Frederick the Great returned to Berlin in triumph. But it was a triumph tinged with sadness. During Frederick’s absence in the war in Saxony his greatest friend (and probable lover) Count von Keyserling, died.

One of Frederick’s earliest lover’s was the handsome young Lt. Hans Hermann von Katte. The two plotted to run away together to escape the abusive and humiliating treatment Frederick received from his father. The two were captured and Katte was executed by Frederick’s father.

Among Frederick’s other lovers was Count Francesco Algarotti, and a man who will get another mention next month in relation to a female English aristocrat.

What resulted from Frederick’s success in Silesia at Christmas 1745 was the foundation of Prussia as a major power around which the future German Empire would grow.

Monday 2 January 2012

The 12 Gays of Christmas

Kristina of Sweden (1626-1689)

For the final 3 Gays of Christmas I want to return to the Nativity story. As well as the angel Gabriel other essential characters in any school nativity play are the Three Kings. Mentioned in the Bible as an unspecified number of Wise Men (there could have been 2, there could have been 20). The traditional “Three Kings” originate in Medieval times. So, for the last 3 Gays I’ll present 3 kings with festive connections.

Two significant events took place at Christmas in 1654 and 1655. Significant, that is, for my 10th Gay of Christmas – King Kristina of Sweden. Her title of “King” was not a nickname. In Sweden all reigning monarchs are called “king” irrespective of their gender, though Kristina displayed a certain cross-gender behaviour that has placed her firmly in the lgbt community.

Even at her birth Kristina was subjected to speculation. Her lusty cries made those hearing them think she was a robust healthy boy. But it was clear Kristina was a girl. However, her father King Gustav Adolf treated her like a boy as much as possible, giving her a typical boy’s education and coaching her as his successor.

Her succession happened sooner rather than later. Scarcely after her education had begun Kristina’s father was killed in battle and she became King of Sweden at the age of 6. An intelligent and inquisitive teenager she impressed the Regents and State Council who had no worries about her ruling in her own right as king from her 18th birthday.

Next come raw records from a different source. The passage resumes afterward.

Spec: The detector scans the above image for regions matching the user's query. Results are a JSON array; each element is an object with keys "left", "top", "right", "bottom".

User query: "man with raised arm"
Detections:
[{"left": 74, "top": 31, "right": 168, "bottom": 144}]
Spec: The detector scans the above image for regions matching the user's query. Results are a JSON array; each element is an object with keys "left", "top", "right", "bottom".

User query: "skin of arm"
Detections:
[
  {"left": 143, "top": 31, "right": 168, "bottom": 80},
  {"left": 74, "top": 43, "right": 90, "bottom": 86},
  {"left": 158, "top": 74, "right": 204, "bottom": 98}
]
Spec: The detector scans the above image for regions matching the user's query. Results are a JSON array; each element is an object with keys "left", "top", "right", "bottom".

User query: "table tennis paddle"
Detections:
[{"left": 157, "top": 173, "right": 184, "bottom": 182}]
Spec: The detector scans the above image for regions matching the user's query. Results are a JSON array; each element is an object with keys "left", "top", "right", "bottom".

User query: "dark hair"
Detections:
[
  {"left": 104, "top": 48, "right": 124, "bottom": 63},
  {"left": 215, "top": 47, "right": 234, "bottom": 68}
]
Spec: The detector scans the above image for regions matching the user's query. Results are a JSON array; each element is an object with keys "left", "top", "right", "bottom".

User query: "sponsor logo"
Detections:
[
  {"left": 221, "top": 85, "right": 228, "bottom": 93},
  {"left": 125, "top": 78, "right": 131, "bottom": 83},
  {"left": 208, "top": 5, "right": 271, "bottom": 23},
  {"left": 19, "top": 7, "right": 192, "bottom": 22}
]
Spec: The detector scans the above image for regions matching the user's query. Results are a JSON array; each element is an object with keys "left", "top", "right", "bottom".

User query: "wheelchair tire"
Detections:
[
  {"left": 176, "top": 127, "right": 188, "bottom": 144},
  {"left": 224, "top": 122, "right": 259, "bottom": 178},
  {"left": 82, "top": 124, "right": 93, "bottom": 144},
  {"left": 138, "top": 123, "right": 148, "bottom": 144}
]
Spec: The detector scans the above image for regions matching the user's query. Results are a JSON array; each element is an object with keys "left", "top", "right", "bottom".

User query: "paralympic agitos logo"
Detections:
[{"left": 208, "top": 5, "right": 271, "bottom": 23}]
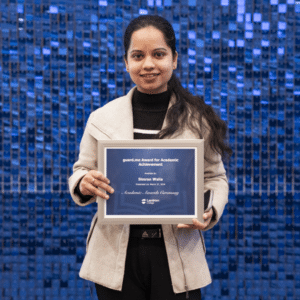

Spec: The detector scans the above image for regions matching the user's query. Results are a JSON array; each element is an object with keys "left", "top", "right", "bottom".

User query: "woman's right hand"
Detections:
[{"left": 79, "top": 170, "right": 114, "bottom": 200}]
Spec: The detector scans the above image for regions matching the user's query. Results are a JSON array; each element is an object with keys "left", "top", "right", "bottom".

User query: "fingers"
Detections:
[
  {"left": 79, "top": 170, "right": 114, "bottom": 199},
  {"left": 177, "top": 213, "right": 212, "bottom": 230}
]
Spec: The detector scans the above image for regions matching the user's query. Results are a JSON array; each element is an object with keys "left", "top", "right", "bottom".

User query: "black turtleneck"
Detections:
[
  {"left": 130, "top": 89, "right": 171, "bottom": 229},
  {"left": 132, "top": 89, "right": 170, "bottom": 139}
]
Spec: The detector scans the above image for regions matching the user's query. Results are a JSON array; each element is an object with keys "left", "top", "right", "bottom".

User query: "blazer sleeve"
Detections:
[
  {"left": 69, "top": 114, "right": 97, "bottom": 206},
  {"left": 203, "top": 136, "right": 228, "bottom": 231}
]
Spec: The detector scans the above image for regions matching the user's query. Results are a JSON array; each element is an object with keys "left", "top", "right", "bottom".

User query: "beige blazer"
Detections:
[{"left": 69, "top": 87, "right": 228, "bottom": 293}]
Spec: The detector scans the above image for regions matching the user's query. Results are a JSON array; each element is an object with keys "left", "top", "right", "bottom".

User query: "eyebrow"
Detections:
[{"left": 130, "top": 48, "right": 167, "bottom": 53}]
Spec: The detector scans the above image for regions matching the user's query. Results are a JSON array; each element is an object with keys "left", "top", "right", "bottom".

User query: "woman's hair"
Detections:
[{"left": 124, "top": 15, "right": 232, "bottom": 162}]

Kristina reigned well and wisely for 22 years and stunned everyone by abdicating at the age of 27 in 1654. She left Sweden and travelled around Europe under the guise of “Count Dohna”. On Christmas Eve 1654 she converted from Lutheranism to Catholicism. The pope considered her a “prize conversion” and welcomed Kristina to Rome in 1655 where they attended Holy Mass on 25th December. Kristina spent the rest of her life in Rome.

Kristina was often regarded as mannish in appearance and attire. She dismissed all ideas of marriage to secure the succession. The French referred to her as an Amazon because of her mannish style.

One clear relationship Kristina had was with a female courtier called Ebba Sparre. They were known to have shared a bed. I am wary to use the phrase “slept together” because it means something different, though there was an obvious love between them as is shown in the letters Kristina wrote to Ebba after she left Sweden.

The enigmatic nature of Kristina’s sexuality lingers over 400 years after her death. The famous film of 1933 in which the equally enigmatic Swede Greta Garbo played Kristina didn’t shy away from portraying Kristina in an honest manner. As much as anything else, the film only enhanced King Krstina’s place in lgbt history.